Age(s) of Anxiety

Would be so interested in seeing this: http://www.theguardian.com/stage/2014/nov/16/royal-ballet-age-of-anxiety-ceremony-of-innocence-aeternum-observer-review

I’ve had my set of suspicions about the work since watching the Royal Ballet’s World Ballet Day transmission–if you think this poem is about the plot, you’ve missed the point entirely:

Robbins veered massively from the plot, but that was because I think he actually understood what the poem was getting at–even if Auden didn’t give him that credit.

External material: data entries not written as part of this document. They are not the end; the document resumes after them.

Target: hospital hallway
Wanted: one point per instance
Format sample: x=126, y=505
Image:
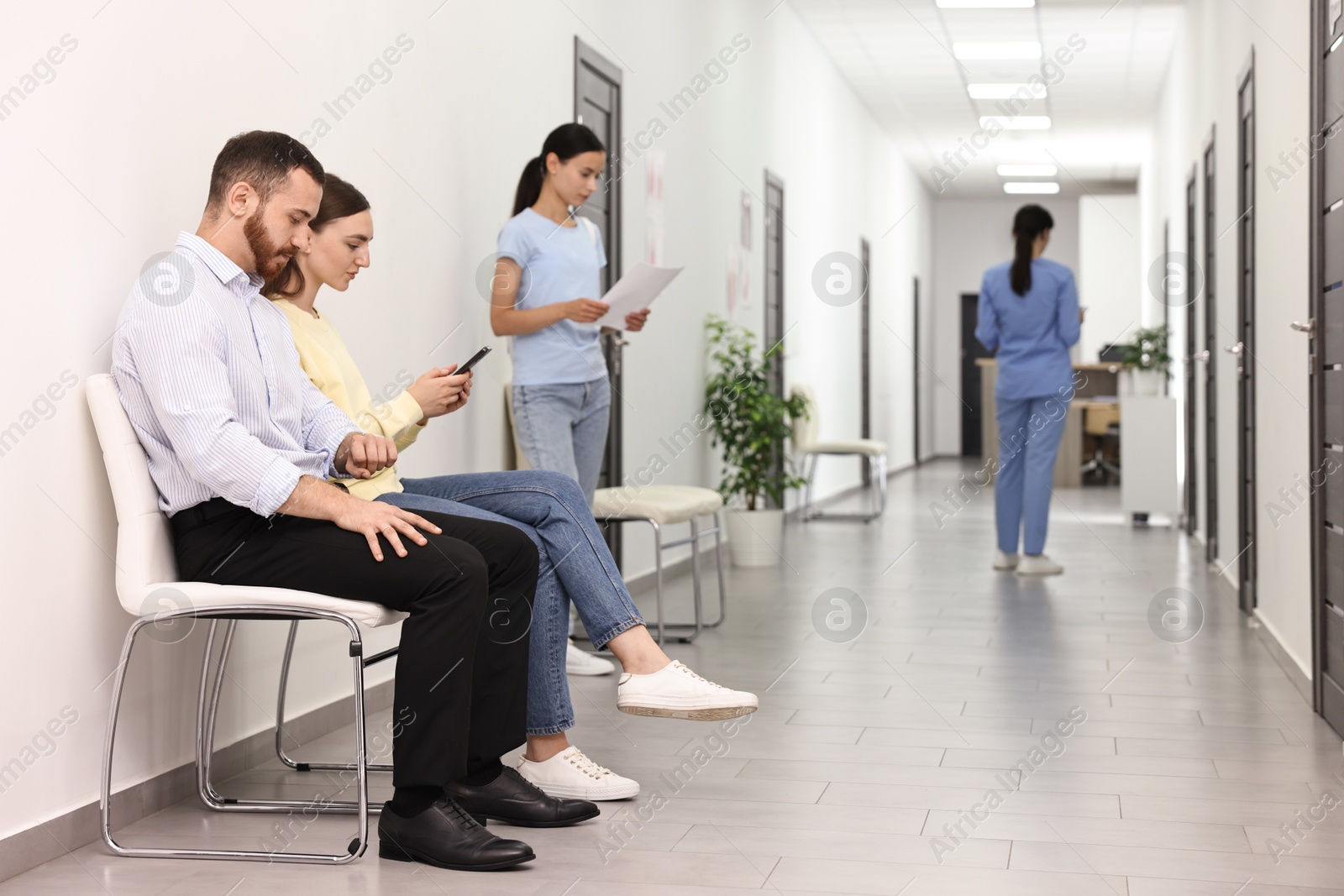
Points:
x=880, y=734
x=716, y=270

I also think it’s odd how Robbins is being written out of the history of this work in all of the Royal Ballet publicity. The way this work has crossed and recrossed the Atlantic–and who claims it for themselves–is a topic in and of itself. As I said in a paper I presented at the annual CORD conference in Iowa this week:

The connection to the poem also inscribed Robbins’ work into a somewhat different artistic lineage than that with which he had, up to then, been affiliated. In the early 1940s, ballet was still largely understood as a European or Russian art and, while that was in the process of changing, there was still a ways to go in terms of proving the United States’s ability to “naturalize” the practice, as articulated by Rebekah Kowal in the most recent edition of DRJ (Kowal; Fried-Gintis). While this was a particular concern for ballet and for Kirstein’s project at City Ballet, it was also a more general cultural concern in post-war America. As Robert Von Hallberg writes, while “Traditionally, Europeans had figured in American thought as guardians of the past; after the war, America took over the military guardianship of Europe, and with it came a challenge: could Americans measure up culturally as well as they had militarily?” (Von Hallberg 3). He continues, “We answered this challenge by assuming the outward signs of European tradition, the way one might undertake the administration of a museum” (3). One of those pieces of European tradition was the ballet as an art form. Another was Auden himself, who, following the opposite trajectory of T.S. Eliot and Ezra Pound, left the United Kingdom for New York in the early days of World War II. His naturalization as a U.S. citizen in 1946 and subsequent winning of the Pulitzer Prize—awarded only to US citizens—in 1948 was seen as emblematic of the United States’ absorption of European culture, of its new status as the epicenter of Western culture. By choreographing a version of The Age of Anxiety for City Ballet, Robbins created an American dance out of the materials of a European art form based on the newly American poem of a famed European poet. This liminal, contested positioning of the poem itself—is it American or British? And what could make it one or the other?—writes both it and its adaptations into the kind of transatlantic modernist artistic trajectory that, previously, Balanchine and Kirstein had existed within, but Robbins had not.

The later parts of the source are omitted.